They didn't find one, and now that project is defunct and the web domain has been taken over by someone else for a different purpose. Here is an archived stats page from 2016 from the Internet archive.

Have you checked if the odd coincidences (bit patterns and friendly patterns) of the two Wieferich primes are also applicable in some way to the Base-a Wieferich primes for bases other than 2?

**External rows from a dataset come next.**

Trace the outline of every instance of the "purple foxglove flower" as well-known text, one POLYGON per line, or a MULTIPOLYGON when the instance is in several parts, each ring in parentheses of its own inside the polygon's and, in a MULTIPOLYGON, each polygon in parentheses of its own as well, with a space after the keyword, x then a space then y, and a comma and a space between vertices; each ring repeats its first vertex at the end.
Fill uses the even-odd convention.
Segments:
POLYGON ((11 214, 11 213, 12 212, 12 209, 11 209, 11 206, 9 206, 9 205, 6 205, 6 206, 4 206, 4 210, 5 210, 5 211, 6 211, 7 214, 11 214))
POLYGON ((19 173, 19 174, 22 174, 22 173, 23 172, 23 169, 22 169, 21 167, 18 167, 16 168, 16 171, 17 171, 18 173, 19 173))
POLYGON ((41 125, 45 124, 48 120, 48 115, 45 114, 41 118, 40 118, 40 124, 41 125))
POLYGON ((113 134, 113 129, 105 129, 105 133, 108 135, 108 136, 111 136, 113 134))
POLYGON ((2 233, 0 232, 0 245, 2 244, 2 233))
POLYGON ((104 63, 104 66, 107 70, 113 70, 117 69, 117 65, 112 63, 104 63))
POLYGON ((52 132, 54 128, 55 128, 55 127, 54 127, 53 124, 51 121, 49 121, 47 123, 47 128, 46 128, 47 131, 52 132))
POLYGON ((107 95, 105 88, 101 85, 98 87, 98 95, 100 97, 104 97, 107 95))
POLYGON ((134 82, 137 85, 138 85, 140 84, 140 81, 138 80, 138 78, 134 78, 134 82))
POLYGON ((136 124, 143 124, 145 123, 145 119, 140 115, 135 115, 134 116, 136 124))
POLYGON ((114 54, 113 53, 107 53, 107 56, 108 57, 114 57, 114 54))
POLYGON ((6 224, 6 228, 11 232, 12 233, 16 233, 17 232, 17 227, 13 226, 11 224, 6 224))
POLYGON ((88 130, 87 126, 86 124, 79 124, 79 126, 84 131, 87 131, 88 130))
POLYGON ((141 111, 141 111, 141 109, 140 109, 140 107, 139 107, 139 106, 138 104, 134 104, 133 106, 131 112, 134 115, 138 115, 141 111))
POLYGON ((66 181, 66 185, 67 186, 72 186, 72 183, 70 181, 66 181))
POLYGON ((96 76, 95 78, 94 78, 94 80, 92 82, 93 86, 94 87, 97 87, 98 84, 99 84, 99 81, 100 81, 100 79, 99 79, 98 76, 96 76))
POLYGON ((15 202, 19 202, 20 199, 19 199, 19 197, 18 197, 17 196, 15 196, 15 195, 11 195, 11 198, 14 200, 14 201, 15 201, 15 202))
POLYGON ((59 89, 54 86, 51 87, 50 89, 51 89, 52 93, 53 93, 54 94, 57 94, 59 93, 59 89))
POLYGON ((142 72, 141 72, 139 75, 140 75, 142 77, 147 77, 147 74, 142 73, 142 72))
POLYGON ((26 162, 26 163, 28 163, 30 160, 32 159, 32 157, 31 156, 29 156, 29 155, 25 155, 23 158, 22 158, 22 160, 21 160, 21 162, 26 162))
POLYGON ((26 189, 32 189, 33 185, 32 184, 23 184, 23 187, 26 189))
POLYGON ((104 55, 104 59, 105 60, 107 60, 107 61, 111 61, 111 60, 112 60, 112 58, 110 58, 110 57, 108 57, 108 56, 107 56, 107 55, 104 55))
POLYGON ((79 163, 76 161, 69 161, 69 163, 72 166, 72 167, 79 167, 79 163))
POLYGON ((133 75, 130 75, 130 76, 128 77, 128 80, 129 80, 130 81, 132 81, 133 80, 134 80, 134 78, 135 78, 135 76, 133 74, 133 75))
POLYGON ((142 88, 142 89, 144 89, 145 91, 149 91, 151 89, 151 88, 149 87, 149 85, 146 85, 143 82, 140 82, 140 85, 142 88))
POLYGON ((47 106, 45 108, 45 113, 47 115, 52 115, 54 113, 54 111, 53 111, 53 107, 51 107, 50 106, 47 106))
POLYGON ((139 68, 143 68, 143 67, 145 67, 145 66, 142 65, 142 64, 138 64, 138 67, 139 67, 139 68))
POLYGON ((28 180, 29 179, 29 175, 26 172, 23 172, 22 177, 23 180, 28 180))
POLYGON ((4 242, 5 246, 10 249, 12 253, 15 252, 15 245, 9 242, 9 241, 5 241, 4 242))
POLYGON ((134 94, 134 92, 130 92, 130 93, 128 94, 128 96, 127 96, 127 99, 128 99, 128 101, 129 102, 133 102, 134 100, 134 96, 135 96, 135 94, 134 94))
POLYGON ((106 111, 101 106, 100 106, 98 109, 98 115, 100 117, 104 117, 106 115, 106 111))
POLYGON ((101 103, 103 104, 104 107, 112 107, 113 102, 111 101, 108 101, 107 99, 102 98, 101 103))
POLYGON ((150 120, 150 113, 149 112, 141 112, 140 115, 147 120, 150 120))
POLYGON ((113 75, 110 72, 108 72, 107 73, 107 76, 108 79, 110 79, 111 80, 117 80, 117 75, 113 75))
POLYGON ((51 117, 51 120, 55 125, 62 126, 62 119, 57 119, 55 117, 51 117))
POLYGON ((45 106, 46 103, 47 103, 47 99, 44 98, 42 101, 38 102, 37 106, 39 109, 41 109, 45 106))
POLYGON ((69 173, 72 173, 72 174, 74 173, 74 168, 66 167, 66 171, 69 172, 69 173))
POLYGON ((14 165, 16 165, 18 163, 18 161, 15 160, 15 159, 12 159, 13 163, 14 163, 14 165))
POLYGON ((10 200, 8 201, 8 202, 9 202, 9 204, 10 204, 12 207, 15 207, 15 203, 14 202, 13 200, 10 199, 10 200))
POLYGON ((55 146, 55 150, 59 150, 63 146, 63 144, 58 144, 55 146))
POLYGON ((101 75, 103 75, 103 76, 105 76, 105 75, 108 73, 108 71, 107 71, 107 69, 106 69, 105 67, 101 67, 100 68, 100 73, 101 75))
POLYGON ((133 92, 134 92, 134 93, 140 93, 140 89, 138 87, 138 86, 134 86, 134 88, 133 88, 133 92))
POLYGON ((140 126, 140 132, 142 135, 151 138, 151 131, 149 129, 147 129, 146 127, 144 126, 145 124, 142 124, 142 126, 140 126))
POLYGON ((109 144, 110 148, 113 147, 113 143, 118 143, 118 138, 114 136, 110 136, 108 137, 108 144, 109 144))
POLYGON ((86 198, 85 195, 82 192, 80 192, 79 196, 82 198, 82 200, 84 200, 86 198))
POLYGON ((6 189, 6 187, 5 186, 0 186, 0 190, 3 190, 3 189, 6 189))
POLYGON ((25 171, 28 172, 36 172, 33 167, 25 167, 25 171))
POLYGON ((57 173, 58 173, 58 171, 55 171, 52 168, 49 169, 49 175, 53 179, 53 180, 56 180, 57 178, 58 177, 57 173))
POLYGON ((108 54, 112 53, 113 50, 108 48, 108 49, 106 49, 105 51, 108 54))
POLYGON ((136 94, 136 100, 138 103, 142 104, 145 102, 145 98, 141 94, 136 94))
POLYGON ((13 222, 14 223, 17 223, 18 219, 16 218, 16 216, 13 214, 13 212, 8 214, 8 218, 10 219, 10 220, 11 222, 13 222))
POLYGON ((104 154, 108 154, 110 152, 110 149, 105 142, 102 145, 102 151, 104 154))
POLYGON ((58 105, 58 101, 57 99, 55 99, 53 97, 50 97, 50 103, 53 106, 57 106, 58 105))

PS, needless to say, if any factor of a Mersenne number with prime exponent turns out to be non-squarefree, it would automatically become a new Wieferich prime. I regularly check newly discovered factors, but obviously the odds are astronomical.

The non-base-2 Wieferich primes do have some cases that correspond to non-squarefree factors. For example:

Code:
3^5−1 = 11^2 * ...
7^2+1 = 5^2 * ...
13^431+1 = 863^2 * ...
17^24473−1 = 48947^2 * ...
18^2+1 = 5^2 * ...
18^3−1 = 7^3 * ...
18^214007+1 = 1284043^2 * ...
19^3+1 = 7^3 * ...
22^3−1 = 13^2 * ...
22^246183293−1 = 492366587^2 * ...
22^44999368331−1 = 9809862296159^2 * ...
24^2−1 = 5^2 * ...
26^2−1 = 5^2 * ...
26^7+1 = 71^2 * ...
26^3347628353+1 = 6695256707^2 * ...
28^11+1 = 23^2 * ...
30^3−1 = 7^2 * ...
Even the two Wieferich primes 1093 and 3511 show up as non-squarefree factors for bases b that are powers of two. For example:

(2^14)^13 + 1 is divided by 1093^2
(2^26)^7 + 1 is divided by 1093^2
(2^28)^13 − 1 is divided by 1093^2

(2^135)^13 − 1 is divided by 3511^2
(2^270)^13 − 1 is divided by 3511^2
(2^351)^5 − 1 is divided by 3511^2

But of course, it's no big deal if a Mersenne number with composite exponent has a non-squarefree factor.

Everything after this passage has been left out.